Although inhaled steroids are the most effective medicine for asthma patients, LABA drugs could help when steroids failed to fully control the condition, he said.
He said: “The report of adverse effects with long acting inhaled beta agonists is not new and there was a statistically non significant excess of deaths in those on salmeterol in the original post marketing surveillance study a decade or so ago.
“Some excess risk may reflect genetic or racial differences not yet taken into account in clinical trials, and some reflects monotherapy, which could mean those with socio-economic deprivation are taking the salmeterol and not the inhaled corticosteroid.”

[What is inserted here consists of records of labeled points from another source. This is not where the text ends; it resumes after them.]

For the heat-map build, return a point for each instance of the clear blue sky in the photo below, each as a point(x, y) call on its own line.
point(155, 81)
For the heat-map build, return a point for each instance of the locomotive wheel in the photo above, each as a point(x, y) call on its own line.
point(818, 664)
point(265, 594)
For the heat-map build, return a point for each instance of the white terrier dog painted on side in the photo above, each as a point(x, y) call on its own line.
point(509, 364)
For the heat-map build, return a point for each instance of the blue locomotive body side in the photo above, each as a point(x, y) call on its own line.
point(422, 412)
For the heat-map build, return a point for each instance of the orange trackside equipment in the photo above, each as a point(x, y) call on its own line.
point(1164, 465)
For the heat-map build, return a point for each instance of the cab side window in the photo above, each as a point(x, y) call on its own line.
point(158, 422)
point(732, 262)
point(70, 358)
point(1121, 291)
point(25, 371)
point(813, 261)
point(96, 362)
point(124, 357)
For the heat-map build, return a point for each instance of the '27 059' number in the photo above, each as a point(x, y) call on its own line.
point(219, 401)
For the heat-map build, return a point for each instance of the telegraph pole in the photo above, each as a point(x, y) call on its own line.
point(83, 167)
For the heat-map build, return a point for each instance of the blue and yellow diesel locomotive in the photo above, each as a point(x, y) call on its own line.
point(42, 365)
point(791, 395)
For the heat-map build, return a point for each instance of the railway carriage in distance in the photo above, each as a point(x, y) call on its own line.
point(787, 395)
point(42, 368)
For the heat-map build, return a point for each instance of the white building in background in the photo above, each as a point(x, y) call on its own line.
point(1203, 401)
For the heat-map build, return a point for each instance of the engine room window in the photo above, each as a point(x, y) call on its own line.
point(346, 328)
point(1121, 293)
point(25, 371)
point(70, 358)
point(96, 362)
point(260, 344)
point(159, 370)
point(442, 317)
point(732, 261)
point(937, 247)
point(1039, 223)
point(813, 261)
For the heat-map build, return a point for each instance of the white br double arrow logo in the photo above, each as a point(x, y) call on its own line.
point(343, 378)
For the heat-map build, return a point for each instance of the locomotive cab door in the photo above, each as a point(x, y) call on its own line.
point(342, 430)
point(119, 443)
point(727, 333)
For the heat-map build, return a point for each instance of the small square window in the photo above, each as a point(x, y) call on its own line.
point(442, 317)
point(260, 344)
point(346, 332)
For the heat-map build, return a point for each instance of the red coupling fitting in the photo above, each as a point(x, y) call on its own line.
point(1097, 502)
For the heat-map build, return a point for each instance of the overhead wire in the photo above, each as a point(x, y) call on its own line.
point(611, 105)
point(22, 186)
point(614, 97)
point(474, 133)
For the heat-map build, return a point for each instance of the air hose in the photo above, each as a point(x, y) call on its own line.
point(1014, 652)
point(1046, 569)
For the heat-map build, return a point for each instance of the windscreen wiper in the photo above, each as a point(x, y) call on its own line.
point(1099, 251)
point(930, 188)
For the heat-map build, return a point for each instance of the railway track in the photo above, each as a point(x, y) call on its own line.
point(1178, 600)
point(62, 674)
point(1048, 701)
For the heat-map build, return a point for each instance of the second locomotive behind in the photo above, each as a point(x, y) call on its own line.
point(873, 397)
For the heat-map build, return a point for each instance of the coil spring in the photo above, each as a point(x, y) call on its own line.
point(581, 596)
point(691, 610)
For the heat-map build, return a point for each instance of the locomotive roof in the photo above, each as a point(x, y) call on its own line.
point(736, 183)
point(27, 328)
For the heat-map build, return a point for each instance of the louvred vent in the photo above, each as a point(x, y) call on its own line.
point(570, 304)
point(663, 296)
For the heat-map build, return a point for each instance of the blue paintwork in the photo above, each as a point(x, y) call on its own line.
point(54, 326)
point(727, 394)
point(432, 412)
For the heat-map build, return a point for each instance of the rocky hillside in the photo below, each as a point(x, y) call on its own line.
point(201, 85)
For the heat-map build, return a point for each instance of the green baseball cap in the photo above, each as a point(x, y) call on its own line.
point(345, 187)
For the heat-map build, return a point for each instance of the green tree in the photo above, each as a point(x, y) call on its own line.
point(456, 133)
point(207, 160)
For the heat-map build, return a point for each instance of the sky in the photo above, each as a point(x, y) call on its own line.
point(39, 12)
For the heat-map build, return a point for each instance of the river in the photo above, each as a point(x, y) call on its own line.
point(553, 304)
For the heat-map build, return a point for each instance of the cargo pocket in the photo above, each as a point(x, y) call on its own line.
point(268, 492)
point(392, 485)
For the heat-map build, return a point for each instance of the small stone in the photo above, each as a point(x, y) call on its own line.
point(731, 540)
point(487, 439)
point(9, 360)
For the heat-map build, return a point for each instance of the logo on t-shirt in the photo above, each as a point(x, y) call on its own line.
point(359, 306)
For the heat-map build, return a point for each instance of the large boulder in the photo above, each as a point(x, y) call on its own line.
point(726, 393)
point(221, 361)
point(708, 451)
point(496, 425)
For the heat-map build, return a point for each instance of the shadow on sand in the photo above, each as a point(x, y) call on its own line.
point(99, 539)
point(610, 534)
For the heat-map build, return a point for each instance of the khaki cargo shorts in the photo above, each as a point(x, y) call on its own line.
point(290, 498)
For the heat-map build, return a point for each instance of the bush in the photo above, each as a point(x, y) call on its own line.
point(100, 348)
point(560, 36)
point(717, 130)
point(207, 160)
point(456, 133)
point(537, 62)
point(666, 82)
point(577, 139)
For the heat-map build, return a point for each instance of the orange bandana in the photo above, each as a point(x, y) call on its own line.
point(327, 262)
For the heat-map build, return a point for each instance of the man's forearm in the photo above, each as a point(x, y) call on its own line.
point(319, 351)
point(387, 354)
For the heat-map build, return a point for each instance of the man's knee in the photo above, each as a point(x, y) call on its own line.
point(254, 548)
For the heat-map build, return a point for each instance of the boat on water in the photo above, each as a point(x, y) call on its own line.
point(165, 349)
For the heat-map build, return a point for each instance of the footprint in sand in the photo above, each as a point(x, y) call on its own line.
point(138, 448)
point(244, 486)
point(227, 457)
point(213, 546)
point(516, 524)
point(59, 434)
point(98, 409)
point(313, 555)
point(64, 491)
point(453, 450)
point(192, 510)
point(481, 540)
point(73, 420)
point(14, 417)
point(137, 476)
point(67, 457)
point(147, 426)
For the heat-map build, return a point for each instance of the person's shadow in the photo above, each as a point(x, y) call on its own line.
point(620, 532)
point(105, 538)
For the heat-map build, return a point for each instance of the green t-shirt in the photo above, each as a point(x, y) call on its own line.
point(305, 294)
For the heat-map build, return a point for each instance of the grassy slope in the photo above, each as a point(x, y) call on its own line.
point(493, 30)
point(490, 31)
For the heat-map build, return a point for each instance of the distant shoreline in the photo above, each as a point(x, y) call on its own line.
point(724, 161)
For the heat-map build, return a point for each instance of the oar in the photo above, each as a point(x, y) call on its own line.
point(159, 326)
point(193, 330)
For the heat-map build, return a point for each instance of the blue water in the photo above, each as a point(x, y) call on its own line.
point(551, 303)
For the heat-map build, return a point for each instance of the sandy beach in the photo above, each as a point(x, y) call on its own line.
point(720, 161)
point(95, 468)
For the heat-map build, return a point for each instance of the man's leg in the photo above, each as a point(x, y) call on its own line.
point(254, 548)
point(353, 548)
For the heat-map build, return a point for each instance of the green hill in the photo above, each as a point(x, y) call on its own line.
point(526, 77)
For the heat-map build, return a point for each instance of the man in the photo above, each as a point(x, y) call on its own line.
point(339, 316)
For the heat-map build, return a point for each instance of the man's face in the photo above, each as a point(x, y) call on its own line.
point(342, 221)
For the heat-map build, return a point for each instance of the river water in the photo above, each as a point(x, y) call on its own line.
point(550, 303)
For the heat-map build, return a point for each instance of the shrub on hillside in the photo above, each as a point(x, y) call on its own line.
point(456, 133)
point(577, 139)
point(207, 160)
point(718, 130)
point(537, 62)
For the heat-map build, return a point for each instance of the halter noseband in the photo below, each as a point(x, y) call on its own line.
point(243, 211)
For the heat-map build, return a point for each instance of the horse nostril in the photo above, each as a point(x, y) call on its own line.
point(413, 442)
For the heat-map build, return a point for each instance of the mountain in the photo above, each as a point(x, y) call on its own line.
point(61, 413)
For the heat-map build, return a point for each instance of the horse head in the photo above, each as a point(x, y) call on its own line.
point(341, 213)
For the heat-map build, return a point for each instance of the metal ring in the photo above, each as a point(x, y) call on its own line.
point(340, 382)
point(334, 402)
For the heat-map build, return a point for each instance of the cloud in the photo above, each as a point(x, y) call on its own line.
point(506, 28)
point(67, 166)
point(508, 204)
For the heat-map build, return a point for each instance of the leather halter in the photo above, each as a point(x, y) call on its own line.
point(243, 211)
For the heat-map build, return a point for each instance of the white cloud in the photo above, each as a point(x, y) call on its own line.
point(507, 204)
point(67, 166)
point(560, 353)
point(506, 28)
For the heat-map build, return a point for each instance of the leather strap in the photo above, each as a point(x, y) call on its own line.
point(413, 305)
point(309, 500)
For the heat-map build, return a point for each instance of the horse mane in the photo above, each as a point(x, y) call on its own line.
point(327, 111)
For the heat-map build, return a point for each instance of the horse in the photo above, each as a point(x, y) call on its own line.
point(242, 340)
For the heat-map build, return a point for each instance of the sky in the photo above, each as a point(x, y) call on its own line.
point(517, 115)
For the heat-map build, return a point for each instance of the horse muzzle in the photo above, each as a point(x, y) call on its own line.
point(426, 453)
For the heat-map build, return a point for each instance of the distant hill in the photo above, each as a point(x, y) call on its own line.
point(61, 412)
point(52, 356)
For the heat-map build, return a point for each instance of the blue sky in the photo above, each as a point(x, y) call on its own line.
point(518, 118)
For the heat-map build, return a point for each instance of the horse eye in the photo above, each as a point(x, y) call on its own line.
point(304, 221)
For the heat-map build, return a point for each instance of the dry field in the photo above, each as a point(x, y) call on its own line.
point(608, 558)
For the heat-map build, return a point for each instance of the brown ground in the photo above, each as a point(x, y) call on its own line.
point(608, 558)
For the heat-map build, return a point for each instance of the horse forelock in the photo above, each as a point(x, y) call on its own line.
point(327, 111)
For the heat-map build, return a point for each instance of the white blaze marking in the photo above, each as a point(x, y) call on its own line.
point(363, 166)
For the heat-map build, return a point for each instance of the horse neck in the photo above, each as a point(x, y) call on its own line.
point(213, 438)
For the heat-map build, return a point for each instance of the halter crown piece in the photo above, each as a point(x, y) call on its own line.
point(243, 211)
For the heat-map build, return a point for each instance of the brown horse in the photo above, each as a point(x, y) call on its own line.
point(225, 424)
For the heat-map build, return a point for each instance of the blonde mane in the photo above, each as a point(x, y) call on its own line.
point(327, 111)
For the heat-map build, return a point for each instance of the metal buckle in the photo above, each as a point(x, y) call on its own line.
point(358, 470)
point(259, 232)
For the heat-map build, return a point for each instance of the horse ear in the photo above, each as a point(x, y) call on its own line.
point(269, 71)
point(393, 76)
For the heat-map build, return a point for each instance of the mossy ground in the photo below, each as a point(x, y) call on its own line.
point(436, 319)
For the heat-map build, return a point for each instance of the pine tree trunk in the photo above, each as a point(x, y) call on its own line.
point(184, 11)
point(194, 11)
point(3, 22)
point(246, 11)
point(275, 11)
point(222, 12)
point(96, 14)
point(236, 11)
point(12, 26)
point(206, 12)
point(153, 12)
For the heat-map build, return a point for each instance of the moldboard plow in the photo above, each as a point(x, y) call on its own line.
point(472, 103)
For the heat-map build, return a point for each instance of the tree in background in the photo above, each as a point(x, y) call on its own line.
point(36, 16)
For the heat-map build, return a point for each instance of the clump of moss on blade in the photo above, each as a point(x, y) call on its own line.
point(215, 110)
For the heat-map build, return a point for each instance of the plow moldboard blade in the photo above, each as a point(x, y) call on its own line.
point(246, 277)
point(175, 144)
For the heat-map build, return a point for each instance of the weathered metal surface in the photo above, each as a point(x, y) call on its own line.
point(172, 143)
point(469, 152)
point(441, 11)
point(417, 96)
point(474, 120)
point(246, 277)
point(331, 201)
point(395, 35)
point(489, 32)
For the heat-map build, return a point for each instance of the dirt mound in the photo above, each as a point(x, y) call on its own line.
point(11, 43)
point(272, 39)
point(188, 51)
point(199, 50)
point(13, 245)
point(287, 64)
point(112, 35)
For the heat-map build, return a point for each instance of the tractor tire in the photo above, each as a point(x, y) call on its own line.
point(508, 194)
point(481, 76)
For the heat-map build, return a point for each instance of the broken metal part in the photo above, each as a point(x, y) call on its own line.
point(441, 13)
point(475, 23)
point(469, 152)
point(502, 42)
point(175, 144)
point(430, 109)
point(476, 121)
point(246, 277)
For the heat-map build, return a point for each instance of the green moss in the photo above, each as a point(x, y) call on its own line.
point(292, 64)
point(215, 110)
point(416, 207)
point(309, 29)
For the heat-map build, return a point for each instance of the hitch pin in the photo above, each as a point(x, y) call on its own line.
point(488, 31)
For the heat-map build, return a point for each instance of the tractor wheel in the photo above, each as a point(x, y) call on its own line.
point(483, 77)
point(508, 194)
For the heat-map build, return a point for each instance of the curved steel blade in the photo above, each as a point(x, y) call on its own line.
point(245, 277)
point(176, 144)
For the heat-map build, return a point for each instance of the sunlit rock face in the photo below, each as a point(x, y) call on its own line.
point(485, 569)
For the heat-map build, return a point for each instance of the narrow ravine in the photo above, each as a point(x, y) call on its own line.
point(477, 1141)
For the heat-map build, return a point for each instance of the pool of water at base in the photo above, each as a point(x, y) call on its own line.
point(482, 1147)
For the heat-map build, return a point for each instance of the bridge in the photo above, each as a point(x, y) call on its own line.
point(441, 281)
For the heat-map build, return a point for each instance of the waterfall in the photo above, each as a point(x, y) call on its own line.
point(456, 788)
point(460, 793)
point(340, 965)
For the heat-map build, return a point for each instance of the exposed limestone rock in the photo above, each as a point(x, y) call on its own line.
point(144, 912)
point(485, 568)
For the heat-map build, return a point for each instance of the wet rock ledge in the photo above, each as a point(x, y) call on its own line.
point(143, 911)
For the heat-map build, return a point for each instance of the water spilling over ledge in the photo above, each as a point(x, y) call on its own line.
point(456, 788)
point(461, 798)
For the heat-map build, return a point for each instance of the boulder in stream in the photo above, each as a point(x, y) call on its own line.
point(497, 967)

He said British Asthma Guidelines did not recommend using LABA drugs alone, and believed there was no need to send all patients needing them to a specialist.
“The British Asthma Guidelines review their recommendations in a rolling and dynamic manner. Any new studies will be carefully considered and will be taken into account in the annual review.”
A spokesman for GSK said the SMART study findings were issued three years ago.
He said: “There has been an ongoing review by the European regulatory authorities which will mean that warnings already present saying the drugs should only be used with inhaled steroids are re-emphasised, which we welcome.
“The review appears to suggest deaths have risen, but since the introduction of LABAs the death rates from asthma in the UK have gone down.”
Inhaled steroids and LABAs are two separate drugs and should be taken together. Both children and adults may be prescribed LABAs.
Around 500,000 asthma sufferers have severe asthma which is hard to control.